Subject: Re: NTP loses sync if st driver pushed hard?
To: Thor Lancelot Simon <tls@rek.tjls.com>
From: Matthew Jacob <mjacob@feral.com>
List: tech-kern
Date: 09/17/2001 17:26:58
On Mon, 17 Sep 2001, Thor Lancelot Simon wrote:

> On Mon, Sep 17, 2001 at 12:34:23AM -0700, Matthew Jacob wrote:
> > > 
> > > 1) The clock slippage *may* be limited to the end of the backup runs; I
> > >    can't shake the feeling that I've seen it otherwise, but... it may
> > >    only happen when I do the close(); however, it does happen with either
> > >    the rewinding or non-rewinding device.
> > 
> > The filemark writes can take a long time- all data in a write buffer will
> > flush. But this shouldn't cause any lossage.
> > 
> > I don't recall what HBA this is... let me go back and look at old mail...you
> > said "various machines"- did they all have the same HBA type (Advansys)?
> 
> No; the machine with the DLT2000XT in it has a Qlogic 1280.
> 
> > Looking again at #2 above- this makes me wonder if this isn't some scheduler
> > problem, oddly enough.

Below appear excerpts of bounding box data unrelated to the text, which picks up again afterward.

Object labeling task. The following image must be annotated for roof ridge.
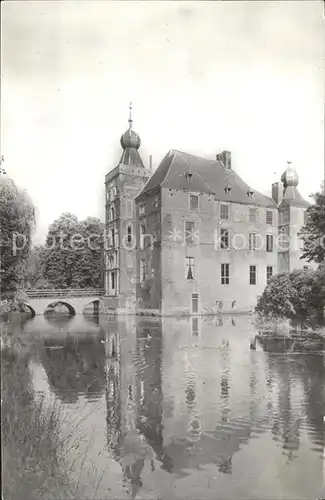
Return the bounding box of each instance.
[174,149,219,166]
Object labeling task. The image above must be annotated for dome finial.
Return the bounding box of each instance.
[121,102,141,149]
[129,102,133,130]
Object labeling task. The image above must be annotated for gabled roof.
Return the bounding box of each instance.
[137,150,276,208]
[280,186,310,208]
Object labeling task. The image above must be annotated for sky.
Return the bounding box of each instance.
[1,0,325,243]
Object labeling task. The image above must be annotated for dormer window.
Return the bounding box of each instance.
[190,194,199,212]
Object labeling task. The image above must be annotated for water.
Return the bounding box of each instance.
[2,316,325,500]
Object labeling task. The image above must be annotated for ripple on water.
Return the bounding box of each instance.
[6,318,325,499]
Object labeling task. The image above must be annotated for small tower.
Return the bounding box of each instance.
[278,161,309,273]
[104,104,150,312]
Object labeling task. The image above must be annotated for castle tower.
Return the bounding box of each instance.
[104,104,150,312]
[278,162,309,273]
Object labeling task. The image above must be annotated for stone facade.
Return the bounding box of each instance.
[104,116,308,316]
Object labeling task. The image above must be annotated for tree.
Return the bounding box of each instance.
[299,191,325,263]
[255,273,296,319]
[72,217,104,288]
[0,175,35,297]
[255,266,325,323]
[44,213,104,288]
[20,245,48,288]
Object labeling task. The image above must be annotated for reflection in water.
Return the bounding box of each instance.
[6,317,325,499]
[40,337,105,403]
[105,330,121,459]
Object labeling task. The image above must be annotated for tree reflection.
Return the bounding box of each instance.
[259,338,325,460]
[41,338,105,403]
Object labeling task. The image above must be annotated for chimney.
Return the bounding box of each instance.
[272,182,283,205]
[216,151,231,169]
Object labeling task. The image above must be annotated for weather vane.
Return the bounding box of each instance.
[129,102,132,129]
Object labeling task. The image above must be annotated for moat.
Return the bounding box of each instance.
[2,315,325,500]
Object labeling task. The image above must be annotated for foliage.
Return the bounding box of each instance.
[255,266,325,322]
[43,213,104,288]
[20,245,50,288]
[0,177,35,297]
[299,191,325,263]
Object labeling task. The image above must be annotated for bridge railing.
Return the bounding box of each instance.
[25,288,103,299]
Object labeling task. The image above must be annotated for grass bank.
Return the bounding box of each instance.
[1,339,105,500]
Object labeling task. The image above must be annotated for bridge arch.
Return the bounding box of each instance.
[82,298,103,315]
[44,300,76,316]
[22,302,36,318]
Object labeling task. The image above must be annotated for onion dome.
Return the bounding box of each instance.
[281,162,299,188]
[121,104,141,149]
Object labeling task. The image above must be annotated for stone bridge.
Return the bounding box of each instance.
[25,289,103,316]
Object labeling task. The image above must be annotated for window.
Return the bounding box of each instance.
[125,198,133,219]
[110,186,117,200]
[127,226,132,243]
[190,194,199,212]
[248,233,256,250]
[186,257,194,280]
[192,318,199,334]
[249,266,256,285]
[192,293,199,313]
[220,205,229,220]
[220,229,229,250]
[221,264,229,285]
[304,210,308,225]
[265,210,273,225]
[185,221,195,245]
[140,224,146,249]
[140,260,146,283]
[248,208,257,222]
[111,273,116,290]
[266,234,273,252]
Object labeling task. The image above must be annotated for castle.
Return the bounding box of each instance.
[102,110,309,315]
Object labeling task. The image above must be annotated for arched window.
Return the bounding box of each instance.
[127,226,132,243]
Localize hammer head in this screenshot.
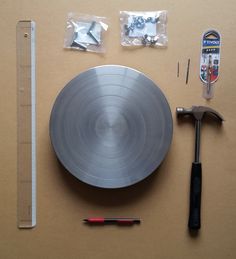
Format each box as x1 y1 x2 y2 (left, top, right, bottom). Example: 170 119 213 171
176 106 224 122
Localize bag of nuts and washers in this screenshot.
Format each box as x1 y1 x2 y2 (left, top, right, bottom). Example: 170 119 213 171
120 10 168 47
64 13 108 53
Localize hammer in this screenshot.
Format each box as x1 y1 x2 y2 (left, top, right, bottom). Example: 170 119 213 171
176 106 224 230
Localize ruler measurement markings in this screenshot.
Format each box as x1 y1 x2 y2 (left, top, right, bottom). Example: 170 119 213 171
17 21 36 228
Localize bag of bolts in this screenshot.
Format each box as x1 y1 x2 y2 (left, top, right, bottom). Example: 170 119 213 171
64 13 108 53
120 11 168 47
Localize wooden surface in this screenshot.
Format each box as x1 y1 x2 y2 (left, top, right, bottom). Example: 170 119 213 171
0 0 236 259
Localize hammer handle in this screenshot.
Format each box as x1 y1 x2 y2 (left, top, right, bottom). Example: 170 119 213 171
188 162 202 230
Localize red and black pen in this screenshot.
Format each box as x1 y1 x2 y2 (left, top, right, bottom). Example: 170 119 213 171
84 218 141 225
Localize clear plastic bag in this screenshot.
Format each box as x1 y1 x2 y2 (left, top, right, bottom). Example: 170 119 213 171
64 13 108 53
120 11 168 47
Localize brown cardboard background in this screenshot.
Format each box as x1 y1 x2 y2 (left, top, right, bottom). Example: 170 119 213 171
0 0 236 259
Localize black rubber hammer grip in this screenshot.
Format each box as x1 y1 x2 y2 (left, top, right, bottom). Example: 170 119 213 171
188 162 202 230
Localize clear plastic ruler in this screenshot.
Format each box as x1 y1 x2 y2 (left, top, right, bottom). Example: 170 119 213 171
16 21 36 228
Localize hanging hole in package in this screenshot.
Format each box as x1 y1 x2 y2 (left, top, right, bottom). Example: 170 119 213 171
120 11 168 47
64 13 108 53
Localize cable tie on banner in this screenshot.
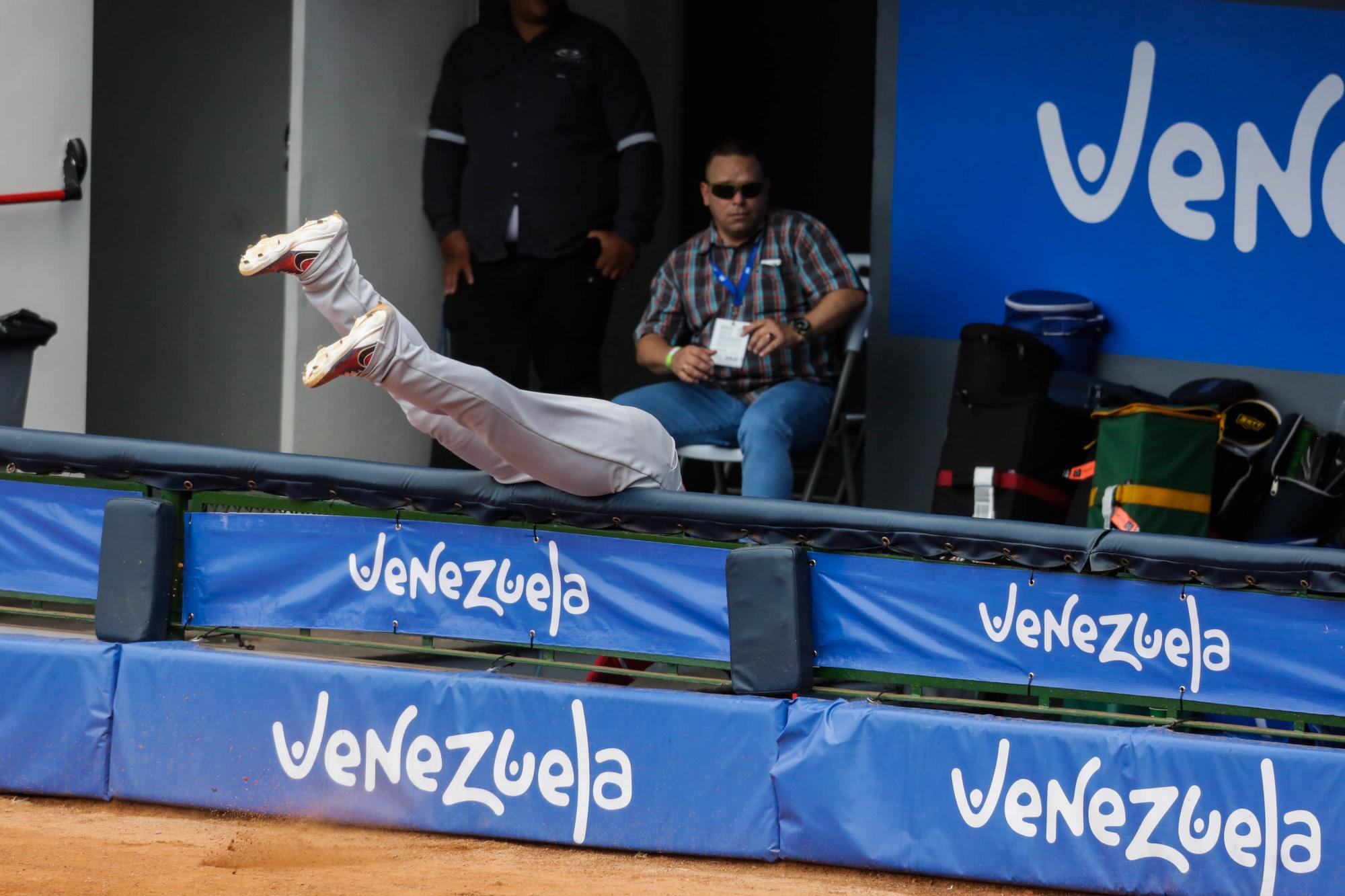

It sounds to me like the backup process runs and
> > consumes a very large quantum of runtime because it's being so succesful at
> > pushing data- so much so that when it has to wait a bit (because the internal
> > tape buffer is full and needs to flush a bit), that it gets penalized and
> > doesn't get started quickly enough when the command that waited on a tape
> > buffer flush finishes. But this may make no sense at all.
> 
> I wondered about *exactly* this, so I tried raising HZ on my machines to
> make the scheduler quantum smaller.  Throughput increased very slightly,
> but I still couldn't stream -- and I lost much more time, too.

Hmm. Well, that shot my wad for theorizing. Until I can actually reproduce
something like it on reasonable h/w (I just plain suspect a 12 year old
Archive QIC-150 on anything) it'd be WAGs- it's not completion thread
activations getting in the way, it's not the scheduler. I dunno.

-matt